Phase I Trial of Fourth-Generation Anti-CD19 Chimeric Antigen Receptor T Cells Against Relapsed or Refractory B Cell Non-Hodgkin Lymphomas

Background The administration of second- or third-generation anti-CD19 chimeric antigen receptor (CAR) T cells has remarkably improved the survival of patients with relapsed or refractory B cell malignancies. However, there are limited clinical results from fourth-generation CAR-T cell therapy, and the factors affecting response rate and survival have not been fully determined. Methods Lymphoma patients with progression or relapse after intensive treatments, including hematopoietic stem cell transplantation, and life expectancy >2 months were enrolled in the study. Peripheral lymphocytes were collected through apheresis, and magnetically selected T cells were lentivirally transduced with a 4th-generation CAR featuring an anti-CD19 CAR and the iCasp9 suicide switch (4SCAR19). The patients received 4SCAR19 T cell infusion after approximately seven days of expansion and a conditioning regimen comprising cyclophosphamide/fludarabine. The efficacy, safety, and risk factors were evaluated.
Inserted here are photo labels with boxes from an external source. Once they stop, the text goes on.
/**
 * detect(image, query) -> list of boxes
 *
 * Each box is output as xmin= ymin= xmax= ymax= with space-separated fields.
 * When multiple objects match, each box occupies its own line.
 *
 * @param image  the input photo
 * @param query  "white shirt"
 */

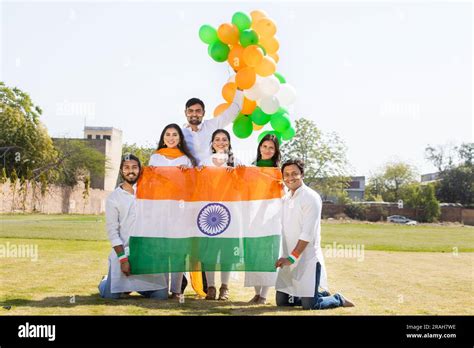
xmin=105 ymin=186 xmax=168 ymax=293
xmin=181 ymin=90 xmax=244 ymax=165
xmin=148 ymin=153 xmax=193 ymax=167
xmin=275 ymin=184 xmax=327 ymax=297
xmin=201 ymin=153 xmax=244 ymax=168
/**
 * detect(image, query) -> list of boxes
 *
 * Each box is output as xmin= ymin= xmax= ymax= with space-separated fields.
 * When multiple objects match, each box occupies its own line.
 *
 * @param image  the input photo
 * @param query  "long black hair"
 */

Results A total of 21 patients with relapsed/refractory B cell non-Hodgkin lymphoma were enrolled and received 4SCAR19 T cell infusions at a median dose of 8.9x10(5) CAR-T cells/kg. The overall response rate was 67% [95% confidence interval (CI), 43 to 85], with 43% of patients achieving a complete response and 24% having a partial response. The overall and complete response rates were 58 and 33% in the diffuse large B-cell lymphoma (DLBCL) group and 78 and 56% in the non-DLBCL group, respectively. The median overall survival was 23.8 months (95% CI, not reached), with a median follow-up of 13.7 months. Factors affecting overall survival were International Prognostic Index (IPI), disease type, and remission status after CAR-T cell treatment. The most common adverse events of grade 3 or 4 during treatment were neutropenia (76%), leukopenia (71%), and thrombocytopenia (29%). The incidence of cytokine release syndrome (CRS) was 14%, and all cases were grade 1. One patient developed grade 3 neurotoxicity. No deaths were attributed to infusion of 4SCAR19 T cells, CRS, or neurotoxicity. Conclusions In this study, patients with relapsed or refractory B cell non-Hodgkin's lymphoma who received 4SCAR19 T cell therapy had durable responses and few of adverse events. The IPI model is suitable for evaluating the prognosis of patients receiving CAR-T cell therapy.